Trapped in our own privacy

We hear a great deal these days about the right to privacy. The European Court ruling on the matter of what can be carried by Google on the internet is only the latest point of controversy. Earlier claims that, for example, the police could not release the names of convicted criminals who had absconded or otherwise offended also caused concern. 

In theory everyone is in favour of privacy. These cases only serve to bring into focus what is the extent of the privilege. But this notion of privacy is, in the long history of mankind, a comparatively recent thing, unknown to earlier generations.

That ''anarchist of the right'' as he called himself, the eminent French medievalist Phillipe Ariés, in his magisterial work Histoire de la vie Privée (1985-1987), suggested that in earlier times, certainly within recorded history, the very idea of privacy was unknown, especially to the ruling class.

This began to change in the course of the 17th Century, as houses and the arrangements of families within them changed. Nowadays, with an increasing number of people actually living alone in apartments, with or without a child, a very different notion of what constitutes 'privacy' reigns. The corollary of privacy is personal isolation and loneliness in old age.

But privacy is a varied concept still. The rise of the press, and more lately of the electronic media, has caused confusion. For the ruling class, which had begun to value privacy as an extension of its right to power, is now increasingly vulnerable to exposure. This must largely be a good thing, one suspects.

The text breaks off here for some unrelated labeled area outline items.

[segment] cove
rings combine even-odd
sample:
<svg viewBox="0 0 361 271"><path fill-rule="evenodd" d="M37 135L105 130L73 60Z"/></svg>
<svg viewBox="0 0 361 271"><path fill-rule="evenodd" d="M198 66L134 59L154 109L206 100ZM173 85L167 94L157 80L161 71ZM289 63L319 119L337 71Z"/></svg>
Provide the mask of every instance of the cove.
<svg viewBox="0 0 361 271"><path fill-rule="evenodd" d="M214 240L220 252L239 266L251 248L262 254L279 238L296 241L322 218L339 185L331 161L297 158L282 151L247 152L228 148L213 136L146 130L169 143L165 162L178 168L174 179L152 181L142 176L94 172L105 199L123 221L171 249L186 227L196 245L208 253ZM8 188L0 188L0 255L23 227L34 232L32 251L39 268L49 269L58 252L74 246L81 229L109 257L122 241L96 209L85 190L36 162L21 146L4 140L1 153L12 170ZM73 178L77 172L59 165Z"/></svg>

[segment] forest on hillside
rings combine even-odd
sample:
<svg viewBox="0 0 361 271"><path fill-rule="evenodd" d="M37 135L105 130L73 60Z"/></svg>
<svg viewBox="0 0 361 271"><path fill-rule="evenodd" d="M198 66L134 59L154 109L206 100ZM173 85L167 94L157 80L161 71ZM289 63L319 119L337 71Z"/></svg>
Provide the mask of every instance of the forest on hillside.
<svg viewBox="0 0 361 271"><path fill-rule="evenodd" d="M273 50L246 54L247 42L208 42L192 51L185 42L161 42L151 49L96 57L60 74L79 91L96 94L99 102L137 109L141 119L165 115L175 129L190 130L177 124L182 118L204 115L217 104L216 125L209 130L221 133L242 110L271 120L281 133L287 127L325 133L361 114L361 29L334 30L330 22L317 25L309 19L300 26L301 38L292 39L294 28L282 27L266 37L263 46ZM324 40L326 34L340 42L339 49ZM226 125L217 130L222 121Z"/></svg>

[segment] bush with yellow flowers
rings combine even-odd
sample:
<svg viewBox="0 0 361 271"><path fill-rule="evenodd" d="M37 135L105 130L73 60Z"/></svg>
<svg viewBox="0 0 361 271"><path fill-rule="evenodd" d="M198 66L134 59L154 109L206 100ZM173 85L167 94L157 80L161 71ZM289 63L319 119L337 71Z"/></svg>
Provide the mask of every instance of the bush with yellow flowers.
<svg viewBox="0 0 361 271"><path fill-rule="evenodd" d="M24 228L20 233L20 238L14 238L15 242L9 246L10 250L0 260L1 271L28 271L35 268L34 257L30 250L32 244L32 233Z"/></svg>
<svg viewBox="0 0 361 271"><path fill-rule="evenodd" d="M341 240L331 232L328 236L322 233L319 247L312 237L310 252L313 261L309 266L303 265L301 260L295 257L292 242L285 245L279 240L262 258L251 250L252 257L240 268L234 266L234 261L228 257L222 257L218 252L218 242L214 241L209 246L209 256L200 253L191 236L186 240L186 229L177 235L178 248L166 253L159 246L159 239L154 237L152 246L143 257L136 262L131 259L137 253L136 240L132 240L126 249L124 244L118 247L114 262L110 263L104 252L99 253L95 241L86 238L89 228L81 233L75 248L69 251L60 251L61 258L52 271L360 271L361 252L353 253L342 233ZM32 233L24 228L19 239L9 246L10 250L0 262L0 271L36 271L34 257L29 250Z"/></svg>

But the condition of the lives of others outside of the ruling class has changed. There is now the social media on which many people thinkingly, or unthinkingly, expose their lives and actions in ways that would once have been impossible, or even pornographic. The use of bullying and near blackmail, for instance, in the lives of many young people is continually reported, and often leads to suicide.

But in general the press and media are not concerned with this area at all. Their interest is dominated by the developing notion of celebrity, for the concept has always been with us.

Do celebrities, who exploit the weakness of their audiences for their own profit, have a right to complain when that exposure takes on a form which they cannot control, but which others benefit from. Doubtless the moralist would say anything that degrades any individual is intrinsically wrong.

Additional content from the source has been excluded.